Symmetrix daddy Moshe Yanai on chair-throwing and storage
From EMC to IBM, XIV to Diligent, the Symmetrix inventor is still going hard at 68
Profile The man is an enigma, but you can't expect billionaires to be easily understood people. He has performed several storage engineering firsts; he develops products and is basically a storage legend in his own lifetime. He is also said to have a massive ego.
Currently, he runs high-end storage array supplier Infinidat and two on-demand helicopter businesses.
He is a one-time Israeli Defence Force commander, a Technion University graduate and now Distinguished Fellow, an ex-EMC fellow, an ex-IBM fellow, a man who inspires extraordinary loyalty and is rumoured to have had volcanic strategy disagreements with the most senior corporate storage business executives.

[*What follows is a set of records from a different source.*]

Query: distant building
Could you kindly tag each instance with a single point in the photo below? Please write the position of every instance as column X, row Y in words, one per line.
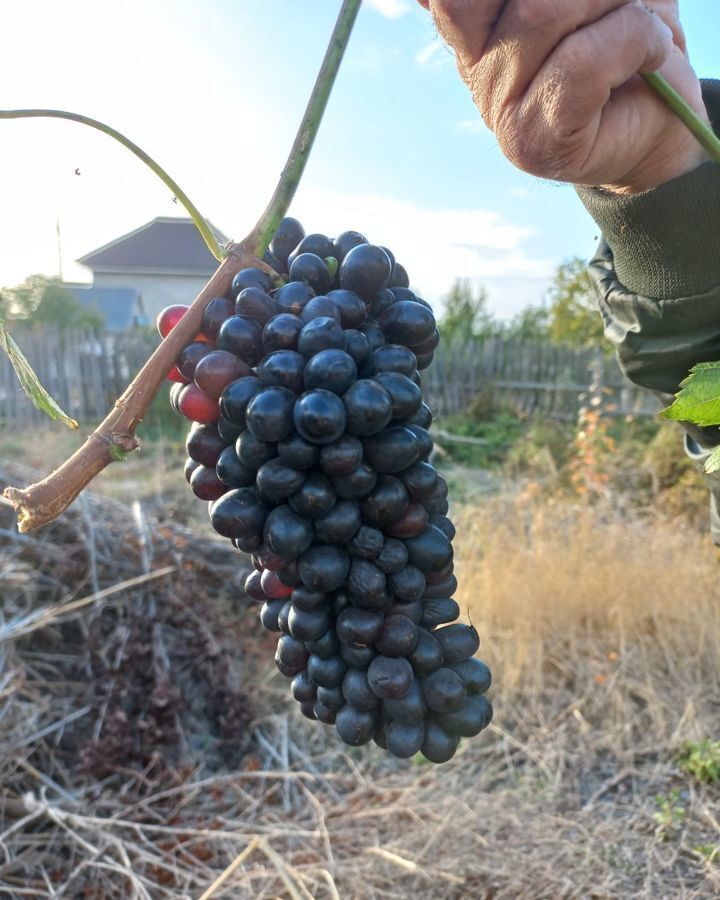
column 135, row 276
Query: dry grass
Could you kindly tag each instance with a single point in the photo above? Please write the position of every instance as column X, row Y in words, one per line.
column 602, row 630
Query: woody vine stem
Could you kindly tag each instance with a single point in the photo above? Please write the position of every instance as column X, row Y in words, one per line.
column 42, row 502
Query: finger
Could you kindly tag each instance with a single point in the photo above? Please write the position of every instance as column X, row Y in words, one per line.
column 526, row 34
column 556, row 126
column 466, row 25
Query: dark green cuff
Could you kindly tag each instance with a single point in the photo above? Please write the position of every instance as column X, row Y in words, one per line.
column 666, row 242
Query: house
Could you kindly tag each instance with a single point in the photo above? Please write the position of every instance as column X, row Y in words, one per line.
column 159, row 264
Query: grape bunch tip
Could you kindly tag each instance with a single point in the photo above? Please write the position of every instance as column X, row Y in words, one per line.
column 310, row 442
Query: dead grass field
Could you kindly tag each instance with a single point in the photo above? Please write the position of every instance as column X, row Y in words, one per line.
column 603, row 632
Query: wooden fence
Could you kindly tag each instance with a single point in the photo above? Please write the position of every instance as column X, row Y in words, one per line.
column 86, row 373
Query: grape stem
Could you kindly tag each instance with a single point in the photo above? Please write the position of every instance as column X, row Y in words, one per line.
column 701, row 130
column 42, row 502
column 199, row 220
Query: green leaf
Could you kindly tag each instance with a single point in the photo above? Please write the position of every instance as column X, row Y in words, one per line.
column 698, row 401
column 712, row 463
column 29, row 380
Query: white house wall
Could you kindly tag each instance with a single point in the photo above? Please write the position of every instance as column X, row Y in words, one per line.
column 157, row 291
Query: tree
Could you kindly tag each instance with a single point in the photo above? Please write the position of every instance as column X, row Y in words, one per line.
column 573, row 312
column 43, row 301
column 466, row 312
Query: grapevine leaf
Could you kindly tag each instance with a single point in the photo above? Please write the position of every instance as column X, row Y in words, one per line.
column 698, row 401
column 712, row 463
column 29, row 380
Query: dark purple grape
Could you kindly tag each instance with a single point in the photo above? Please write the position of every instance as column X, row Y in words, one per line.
column 369, row 407
column 365, row 270
column 204, row 444
column 409, row 708
column 217, row 310
column 444, row 690
column 287, row 533
column 358, row 657
column 311, row 269
column 206, row 485
column 254, row 303
column 439, row 612
column 302, row 689
column 269, row 614
column 326, row 671
column 324, row 568
column 190, row 356
column 331, row 698
column 444, row 588
column 408, row 584
column 298, row 453
column 342, row 456
column 399, row 277
column 359, row 626
column 367, row 585
column 404, row 739
column 283, row 368
column 356, row 690
column 308, row 624
column 438, row 746
column 391, row 450
column 393, row 556
column 288, row 235
column 458, row 641
column 231, row 471
column 367, row 543
column 390, row 678
column 406, row 396
column 304, row 598
column 320, row 307
column 276, row 481
column 355, row 726
column 357, row 346
column 344, row 243
column 282, row 332
column 332, row 370
column 239, row 513
column 326, row 646
column 340, row 524
column 475, row 675
column 398, row 637
column 253, row 453
column 235, row 398
column 269, row 414
column 351, row 307
column 293, row 297
column 474, row 715
column 430, row 551
column 320, row 334
column 387, row 503
column 315, row 498
column 319, row 416
column 243, row 337
column 250, row 278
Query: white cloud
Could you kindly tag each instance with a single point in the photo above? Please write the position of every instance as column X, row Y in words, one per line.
column 391, row 9
column 437, row 246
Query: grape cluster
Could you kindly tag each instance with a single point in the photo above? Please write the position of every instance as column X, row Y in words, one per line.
column 310, row 441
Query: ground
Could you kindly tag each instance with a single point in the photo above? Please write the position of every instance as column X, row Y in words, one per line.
column 148, row 741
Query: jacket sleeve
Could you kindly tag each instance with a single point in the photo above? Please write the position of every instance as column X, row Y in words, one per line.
column 657, row 275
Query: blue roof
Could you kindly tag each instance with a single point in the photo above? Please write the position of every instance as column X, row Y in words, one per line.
column 121, row 308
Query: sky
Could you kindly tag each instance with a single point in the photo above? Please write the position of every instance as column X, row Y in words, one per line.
column 215, row 89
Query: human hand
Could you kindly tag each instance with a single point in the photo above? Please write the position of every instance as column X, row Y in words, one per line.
column 557, row 82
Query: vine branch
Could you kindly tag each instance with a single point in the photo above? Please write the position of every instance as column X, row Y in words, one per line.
column 42, row 502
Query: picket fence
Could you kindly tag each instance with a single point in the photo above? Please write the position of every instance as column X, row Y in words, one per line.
column 86, row 372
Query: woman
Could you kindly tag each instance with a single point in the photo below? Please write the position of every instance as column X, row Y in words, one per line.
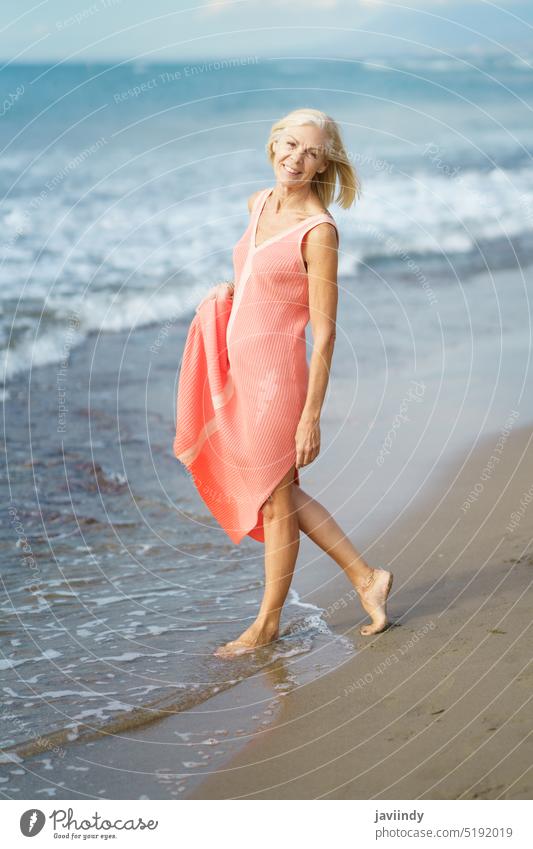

His Symmetrix high-end array was the single most important product in EMC's history, catapulting the company to unparalleled dominance as a standalone storage supplier, and is still in production today as the VMAX system. He is Moshe Yanai.
He is quietly spoken, diffident even, with no obvious signs of billionaire status; no $4,000 Brioni suits or high-end Rolex wristwear or Ferrari in his driveway. Nor is there any obvious charisma or imposing presence*. But there is a certainty about him; he seems to be a man not easily moved once he's made up his mind.
How did Yanai, born in Israel in 1949, become the man he is today?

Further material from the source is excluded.